Let two $\mathbf{N}$-valued random variables $X$ and $Y$ be given, and let $\phi_X(s) = \sum_k \mathbf{P}(X = k) s^k$ and $\phi_Y(s) = \sum_k \mathbf{P}(Y = k) s^k$ be their respective probability generating functions.
It is stated in Probability and Statistics by Example, Suhov and Kelbert, p. 59, that the following two conditions are equivalent.
(i) $X$ and $Y$ are independent.
(ii) $\phi_{X + Y}(s) = \phi_X(s) \phi_Y(s)$.
I don't have a problem with the fact that (i) implies (ii). However, I don't understand why the converse is true.
The only justification offered in the book is that it follows from the uniqueness of the coefficients of a power series. But I don't understand why the fact that $X + Y$ has the same distribution as if $X$ and $Y$ were independent ought to imply that they are in fact independent.
Can anybody fill in the details of the argument, or else refer me to an easily accessible source? Thanks.
$\begin{align} \text{Given that}: \\ \phi_{X+Y}(s) & = \sum_{k\in\mathcal D(X+Y)} \mathsf P(X+Y=k)\; s^k \\ & = \sum_{x\in\mathcal D(X)} \;\sum_{y\in \mathcal D(Y)} \mathsf P(X=x, Y=y)\; s^{x+y} \\[2ex] \text{And that} \\ \phi_X(s)\phi_Y(s) & = (\sum_{x\in\mathcal D(X)} \mathsf P(X=x)\; s^x )\cdot( \sum_{y\in\mathcal D(Y)} \mathsf P(Y=y)\; s^y) \\ & = \sum_{x\in\mathcal D(X)}\sum_{y\in\mathcal D(Y)} \mathsf P(X=x)\mathsf P(Y=y)\; s^{x+y} \\[2ex] \text{And that independence means:} \\ X\bot Y & \iff \mathsf P(X=x , Y=y) = \mathsf P(X=x)\mathsf P(Y=y) \\[2ex] \text{Therefore } & \text{ for all X, Y using that probability generating function:} \\ & \text{ Independence is a necessary and sufficient condition to declare that} \\ & \text{ the the pgf of the sum, $X+Y$, is equal to the product of the pgfs of $X$ and $Y$.} \\ X\bot Y & \iff \phi_{X+Y}(s) = \phi_X(s)\phi_Y(s) \end{align}$
Edit Summary
Updated to be clear about the domains of the sum, and why we can switch from summing all k in the domain of X+Y to double summing over all x in the domain of X and all y in the domain of Y. It's basically about expectations.
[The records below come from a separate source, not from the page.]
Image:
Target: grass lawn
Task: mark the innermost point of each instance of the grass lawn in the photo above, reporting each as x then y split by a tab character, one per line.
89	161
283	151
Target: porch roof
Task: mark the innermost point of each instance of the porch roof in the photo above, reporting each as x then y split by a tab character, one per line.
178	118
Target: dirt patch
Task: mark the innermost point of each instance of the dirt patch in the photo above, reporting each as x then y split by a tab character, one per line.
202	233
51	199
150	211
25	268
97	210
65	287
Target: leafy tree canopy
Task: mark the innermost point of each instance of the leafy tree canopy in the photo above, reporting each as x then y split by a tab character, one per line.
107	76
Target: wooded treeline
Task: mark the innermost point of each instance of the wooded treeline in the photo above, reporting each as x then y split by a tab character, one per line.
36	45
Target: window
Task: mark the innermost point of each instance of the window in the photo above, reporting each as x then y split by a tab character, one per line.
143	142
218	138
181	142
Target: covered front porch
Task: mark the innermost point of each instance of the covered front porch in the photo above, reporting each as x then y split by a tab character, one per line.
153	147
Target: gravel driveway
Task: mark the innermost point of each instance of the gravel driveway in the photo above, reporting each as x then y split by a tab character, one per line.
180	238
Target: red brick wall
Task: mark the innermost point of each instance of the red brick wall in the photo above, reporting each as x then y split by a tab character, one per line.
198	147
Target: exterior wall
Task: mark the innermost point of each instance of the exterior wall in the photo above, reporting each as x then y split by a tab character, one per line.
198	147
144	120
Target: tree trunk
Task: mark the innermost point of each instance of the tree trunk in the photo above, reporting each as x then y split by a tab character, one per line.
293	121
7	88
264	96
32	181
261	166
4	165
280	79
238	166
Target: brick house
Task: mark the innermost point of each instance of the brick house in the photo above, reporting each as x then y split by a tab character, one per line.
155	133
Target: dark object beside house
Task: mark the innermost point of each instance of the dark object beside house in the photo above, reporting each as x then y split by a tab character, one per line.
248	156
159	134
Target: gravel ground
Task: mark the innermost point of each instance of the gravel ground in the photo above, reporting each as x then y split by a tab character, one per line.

$$\begin{align} \sum_{z\in \mathcal D(X+Y)} s^z\;\mathsf P(X+Y=z) & = \sum_{z\in \mathcal D(X+Y)} s^z\; \sum_{x\in\mathcal D(X)} \mathsf P(X=x\cap X+Y=z) & \text{Law of Total Probability} \\ & = \sum_{z\in \mathcal D(X+Y)} s^z \sum_{x\in\mathcal D(X)} \mathsf P(X=x\cap Y=z-x) & \text{Equivalence of events} \\ & = \sum_{x\in\mathcal D(X)} \sum_{z\in \mathcal D(X+Y\mid X=x)} s^{z} \mathsf P(X=x\cap Y=z-x) & \text{by reordering the summations} \\ & = \sum_{x\in\mathcal D(X)} \sum_{y\in \mathcal D(Y)} s^{x+y} \mathsf P(X=x \cap Y=y) & \text{by change of index} \\[3ex] \text{Alternatively:} \\ \mathsf E_{X+Y}[s^{X+Y}] & = \mathsf E_X[\mathsf E_{X+Y\mid X}[s^{X+Y}\mid X]] & \text{Conditional Expectation} \\ & = \mathsf E_X[s^X \mathsf E_{Y\mid X}[s^{Y}\mid X]] & \text{Linearity of Expectation} \\[3ex] \therefore \mathsf E_{X+Y}[s^{X+Y}] & = \mathsf E_X[s^X \mathsf E_Y[s^Y]] & \text{by independence} \\ & = \mathsf E_X[s^X]\times \mathsf E_Y[s^Y] & \text{by linearity of expectation} \end{align}$$